Here’s another example of how all insurance companies are not equal when it comes to writing policies for antique, collector, or exotic cars.
Basically, some insurers won’t cover—or will alter their coverage of—cars that have been customized, modified, or not fully rebuilt or restored.
Something you’ll quickly discover when you go to buy insurance for any kind of vintage or otherwise collectible vehicle is that most of the companies that provide it require that the vehicle in question is kept in a locked garage or storage facility whenever it’s not being driven.
Not only that, but some of them will ask that you provide proof that you can do so or are doing so.
Depending on which insurance provider you choose for your classic or collector car coverage, you may be limited in various ways as to how much you’re able to drive your vehicle and still be protected.
For example, Safeco offers two different options to folks who take out one of its “classic car” policies, with one of them (which provides “restricted use coverage”) restricting drivers of such vehicles to 5,000 miles per year, and the other (known as “regular use coverage”) doubling that allowance.
Other insurers are less generous and limit the number of miles owners of collector or vintage autos can drive to 2,500 or less each year. Some even go so far as to request or require policyholders to send in odometer readings on an annual basis (right around renewal time).
And then there are companies which vaguely tells these sorts of customers that “your antique or classic car must be used on a very limited basis, such as exhibitions, club activities, and parades or similar events.”
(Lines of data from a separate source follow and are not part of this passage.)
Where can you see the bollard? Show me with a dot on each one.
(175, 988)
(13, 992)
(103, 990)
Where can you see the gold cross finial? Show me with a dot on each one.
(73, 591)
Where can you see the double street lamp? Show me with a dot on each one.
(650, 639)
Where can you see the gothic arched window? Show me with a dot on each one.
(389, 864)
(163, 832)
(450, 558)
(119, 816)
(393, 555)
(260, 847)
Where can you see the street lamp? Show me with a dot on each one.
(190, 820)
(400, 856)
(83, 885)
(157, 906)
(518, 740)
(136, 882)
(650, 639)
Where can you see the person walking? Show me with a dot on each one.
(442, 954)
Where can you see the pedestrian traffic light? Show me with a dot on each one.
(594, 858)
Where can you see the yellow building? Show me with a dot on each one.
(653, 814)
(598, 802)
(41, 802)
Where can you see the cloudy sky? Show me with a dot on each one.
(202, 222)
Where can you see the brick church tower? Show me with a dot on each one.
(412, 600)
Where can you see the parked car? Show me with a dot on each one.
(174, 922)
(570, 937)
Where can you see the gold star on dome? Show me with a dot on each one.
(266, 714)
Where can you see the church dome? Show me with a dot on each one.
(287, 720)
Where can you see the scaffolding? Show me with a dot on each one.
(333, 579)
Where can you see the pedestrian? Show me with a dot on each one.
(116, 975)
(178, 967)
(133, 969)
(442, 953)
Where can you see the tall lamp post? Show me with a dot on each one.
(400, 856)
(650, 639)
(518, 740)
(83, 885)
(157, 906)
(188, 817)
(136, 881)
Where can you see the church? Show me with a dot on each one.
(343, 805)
Granted, providers exist in this space that lean in the opposite direction, too. Some companies place no mileage limitations on their classic-car-loving customers—as long as they don’t use their exotic cars on a daily or even regular basis.
Although it was mentioned earlier that some companies that provide specialized insurance policies to those who own classic autos cover the men and women who purchase those plans when they take their cars on overseas adventures, that’s not the case with all of the operators in this space.
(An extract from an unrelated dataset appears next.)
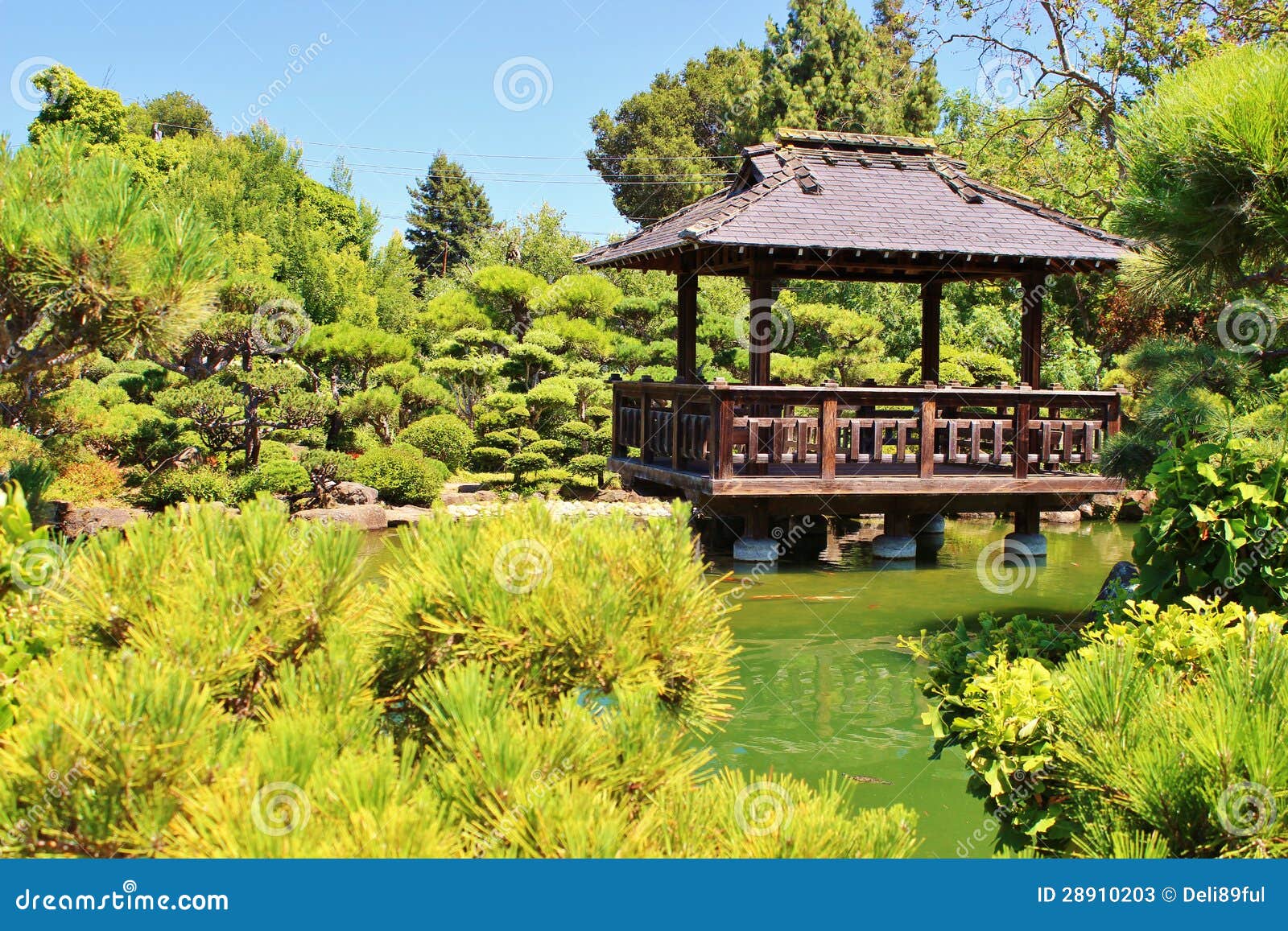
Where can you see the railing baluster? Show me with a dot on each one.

Some insurers only provide protection for antique, collector, or vintage vehicles while they’re within the continental United States and perhaps Canada.
As a result, if driving your custom, kit, muscle, or other classic car through the streets of France or Spain or some other foreign country is important to you, be sure to ask if that kind of thing will be covered by any of the policies you’re eyeing.
While reading through the paperwork that’s associated with a particular classic auto policy, you may come across what’s known in some circles as an “attendance clause.” This text, if present, usually will say that you have to chaperone your car whenever it leaves your garage or storage space.
Not all insurers require this, though, so be sure to bring it up with your agent if it’s an area of concern.
Considering a good portion of insurance companies place restrictions on the number of miles a classic car can rack up and still be covered, it maybe shouldn’t be all that surprising to hear that most such companies aren’t all that supportive of those same vehicles being raced—or even driven down a rack track for fun.
If your heart is set on racing—especially with any kind of regularity--you should be able to find a separate type of insurance policy that will at least somewhat protect your ride during those situations. Just be warned that even these policies are unlikely to protect it when it’s on the track. They probably will protect it when it’s being stored, though, or while it’s being transported to the track, or taken out of its trailer.
If you think you're paying too much for your exotic, classic or collector car, compare quotes from at least four insurance companies to get the lowest rates possible.